Normalement, les urnes utilisées pour les élections professionnelles doivent être du même modèle que celles utilisées pour les élections politiques. Donc, transparentes. Quelles conséquences si ce n’est pas le cas ? Le fait d’avoir eu à glisser son bulletin de vote dans une urne en bois ou en carton peut-il justifier une annulation automatique des élections ?

Réponse de la Cour de cassation dans un arrêt du 21 avril 2022.

A l’issue de la mise en place du CSE au sein d’une association d’aide aux personnes âgées et handicapées de l’Est de la France, SUD santé sociaux solidaires demande en justice l’annulation de l’élection. L’organisation syndicale fait notamment valoir que l’utilisation d’une boîte en carton, et non une urne transparente, pour l’élection des suppléants justifiait en soi l’annulation du scrutin.

Tout en rappelant que « l'opacité de l'urne n'entraîne pas automatiquement la nullité de l'élection », le tribunal judiciaire de Sarreguemines décide quand même d’annuler le scrutin. Le fait d’avoir utilisé une « boîte en carton sommairement bricolée » constituait pour le juge une « irrégularité grave, de nature à altérer la confiance des électeurs dans la sincérité des résultats ». Impossible en effet de savoir si l’urne « était bien vide lors de l'ouverture du vote ».

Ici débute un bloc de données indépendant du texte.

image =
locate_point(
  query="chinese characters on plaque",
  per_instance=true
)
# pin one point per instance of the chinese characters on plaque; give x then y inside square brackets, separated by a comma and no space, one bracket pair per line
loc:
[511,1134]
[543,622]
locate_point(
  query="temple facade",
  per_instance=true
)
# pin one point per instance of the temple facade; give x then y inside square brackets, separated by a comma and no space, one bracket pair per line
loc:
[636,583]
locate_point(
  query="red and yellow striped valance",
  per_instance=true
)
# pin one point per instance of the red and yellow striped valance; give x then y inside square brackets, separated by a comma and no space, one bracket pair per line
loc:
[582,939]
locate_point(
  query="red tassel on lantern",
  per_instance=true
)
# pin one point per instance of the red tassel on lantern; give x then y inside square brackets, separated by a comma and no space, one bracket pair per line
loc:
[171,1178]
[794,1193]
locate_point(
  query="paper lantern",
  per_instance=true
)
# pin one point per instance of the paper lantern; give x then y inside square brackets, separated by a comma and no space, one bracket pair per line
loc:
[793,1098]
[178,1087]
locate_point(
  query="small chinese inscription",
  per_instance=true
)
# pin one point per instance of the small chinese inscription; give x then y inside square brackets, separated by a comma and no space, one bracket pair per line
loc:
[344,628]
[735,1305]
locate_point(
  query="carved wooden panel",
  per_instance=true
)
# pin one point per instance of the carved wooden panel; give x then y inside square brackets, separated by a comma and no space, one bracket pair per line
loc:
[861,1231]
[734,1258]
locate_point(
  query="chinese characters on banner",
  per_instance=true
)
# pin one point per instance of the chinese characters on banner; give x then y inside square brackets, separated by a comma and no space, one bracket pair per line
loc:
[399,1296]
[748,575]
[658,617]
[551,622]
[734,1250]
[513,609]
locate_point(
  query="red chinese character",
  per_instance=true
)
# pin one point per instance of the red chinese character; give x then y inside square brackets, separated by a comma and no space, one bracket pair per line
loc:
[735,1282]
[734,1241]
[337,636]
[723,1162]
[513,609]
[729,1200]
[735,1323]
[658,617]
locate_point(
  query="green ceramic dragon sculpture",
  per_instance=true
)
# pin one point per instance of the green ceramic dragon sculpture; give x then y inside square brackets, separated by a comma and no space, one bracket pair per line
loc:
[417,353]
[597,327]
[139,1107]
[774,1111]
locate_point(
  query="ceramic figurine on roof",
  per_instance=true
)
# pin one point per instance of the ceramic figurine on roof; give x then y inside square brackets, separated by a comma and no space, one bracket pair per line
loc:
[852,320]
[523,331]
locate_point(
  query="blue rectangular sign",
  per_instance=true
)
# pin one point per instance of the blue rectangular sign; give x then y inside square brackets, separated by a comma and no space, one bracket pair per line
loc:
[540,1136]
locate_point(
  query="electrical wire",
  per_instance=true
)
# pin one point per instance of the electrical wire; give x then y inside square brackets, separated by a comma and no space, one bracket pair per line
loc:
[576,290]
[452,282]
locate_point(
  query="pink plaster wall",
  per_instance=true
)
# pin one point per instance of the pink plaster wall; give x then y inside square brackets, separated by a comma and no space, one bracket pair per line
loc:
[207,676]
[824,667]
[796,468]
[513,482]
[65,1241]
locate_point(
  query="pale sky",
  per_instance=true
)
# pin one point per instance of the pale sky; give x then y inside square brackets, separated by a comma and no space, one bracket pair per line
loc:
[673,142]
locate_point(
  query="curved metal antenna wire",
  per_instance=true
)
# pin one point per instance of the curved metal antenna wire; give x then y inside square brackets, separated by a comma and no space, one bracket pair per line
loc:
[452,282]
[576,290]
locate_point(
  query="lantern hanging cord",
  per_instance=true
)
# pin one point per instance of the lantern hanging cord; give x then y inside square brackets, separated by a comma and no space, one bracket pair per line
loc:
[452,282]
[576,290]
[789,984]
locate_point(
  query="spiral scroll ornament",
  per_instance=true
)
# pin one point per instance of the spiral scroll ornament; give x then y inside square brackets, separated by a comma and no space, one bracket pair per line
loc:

Pour la Chambre sociale de la Cour de cassation, il y a dans le jugement du tribunal judiciaire une contradiction qu’il n’est pas possible de laisser passer.

En effet, comme le décide à nouveau l’arrêt du 21 avril 2022, « en matière d’élections professionnelles, l'utilisation d'une urne non transparente ne constitue pas une violation d'un principe général du droit électoral » (voir, Cass. soc., 20 sept. 2017, n° 16-19.767).

En affirmant que l’opacité de l’urne n’entraînait pas automatiquement la nullité de l’élection, le tribunal judiciaire avait donc entièrement raison. Là où il s’est contredit, c’est en affirmant qu’il y avait néanmoins une « irrégularité grave » justifiant l’annulation des élections.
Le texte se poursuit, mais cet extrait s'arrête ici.